Même à Montpellier ?
J’ai toujours une déception quand j’évoque mon passage à Montpellier. On m’a donné la possibilité de m’exprimer au niveau professionnel, j’ai joué avec des grands joueurs, mais je n’en ai pas pris la pleine mesure. Je suis frustré par rapport à ce club, ces gens qui y travaillent et qui sont passionnés comme nulle part ailleurs. Je n’ai pas fait ce qu’il fallait.
Ce sentiment explique-t-il votre déception permanente après les matchs ?

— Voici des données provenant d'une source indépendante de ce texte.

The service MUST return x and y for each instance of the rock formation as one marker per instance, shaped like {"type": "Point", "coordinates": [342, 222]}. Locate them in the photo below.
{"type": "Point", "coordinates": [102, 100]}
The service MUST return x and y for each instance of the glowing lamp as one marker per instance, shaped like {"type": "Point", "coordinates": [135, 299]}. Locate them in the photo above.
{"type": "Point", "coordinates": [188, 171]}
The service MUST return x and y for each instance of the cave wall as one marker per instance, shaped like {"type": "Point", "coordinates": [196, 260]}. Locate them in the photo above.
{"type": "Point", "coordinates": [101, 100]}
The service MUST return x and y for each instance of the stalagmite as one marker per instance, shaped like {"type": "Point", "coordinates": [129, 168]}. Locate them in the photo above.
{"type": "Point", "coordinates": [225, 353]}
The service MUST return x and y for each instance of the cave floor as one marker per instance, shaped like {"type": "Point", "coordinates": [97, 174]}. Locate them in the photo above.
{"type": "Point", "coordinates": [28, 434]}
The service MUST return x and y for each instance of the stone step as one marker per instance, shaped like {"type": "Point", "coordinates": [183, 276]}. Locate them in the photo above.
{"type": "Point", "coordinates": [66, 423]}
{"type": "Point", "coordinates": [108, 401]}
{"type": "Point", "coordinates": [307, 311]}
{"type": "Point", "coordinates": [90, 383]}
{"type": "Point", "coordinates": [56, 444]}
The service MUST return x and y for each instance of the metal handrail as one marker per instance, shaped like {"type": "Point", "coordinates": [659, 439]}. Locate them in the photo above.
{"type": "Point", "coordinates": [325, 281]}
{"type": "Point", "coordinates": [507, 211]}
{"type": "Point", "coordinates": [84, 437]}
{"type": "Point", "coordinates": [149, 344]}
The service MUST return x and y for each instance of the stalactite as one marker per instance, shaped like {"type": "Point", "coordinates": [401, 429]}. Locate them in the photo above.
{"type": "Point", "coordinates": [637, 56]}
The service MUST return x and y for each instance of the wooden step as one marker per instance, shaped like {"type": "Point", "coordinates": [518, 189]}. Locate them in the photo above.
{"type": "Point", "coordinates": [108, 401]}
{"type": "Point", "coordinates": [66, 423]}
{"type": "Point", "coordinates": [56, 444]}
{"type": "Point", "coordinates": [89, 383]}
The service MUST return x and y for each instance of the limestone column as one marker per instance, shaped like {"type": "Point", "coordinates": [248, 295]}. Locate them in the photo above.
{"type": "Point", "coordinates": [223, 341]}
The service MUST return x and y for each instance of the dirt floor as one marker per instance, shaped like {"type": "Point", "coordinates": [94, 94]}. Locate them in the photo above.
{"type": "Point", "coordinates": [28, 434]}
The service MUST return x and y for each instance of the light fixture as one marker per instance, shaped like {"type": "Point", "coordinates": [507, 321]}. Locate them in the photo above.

On se pose toujours la question, savoir si l’on n’a pas manqué quelque chose. Je ne suis pas quelqu’un de négatif, mais quelqu’un d’objectif. C’est très compliqué de fédérer un groupe. Il y a les discours et les actes. Le rapport humain est très complexe. Les gens ne comprennent pas toujours, mais les joueurs nous jugent aussi, sur notre parole, nos compétences. On est dans l’adaptation, en permanence. On doit souvent faire l’état des lieux. On ne change pas, mais l’épreuve humaine est continuelle.
Avez-vous le sentiment de déranger aujourd’hui ?
Je ne sais pas et à vrai dire, je ne me pose pas la question. Il y a ce qu’on est vraiment et l’image que l’on dégage. Je ne juge pas. Il se dit des choses, beaucoup, mais j’ai envie de rester moi-même. Je suis comme je suis, c’est comme ça.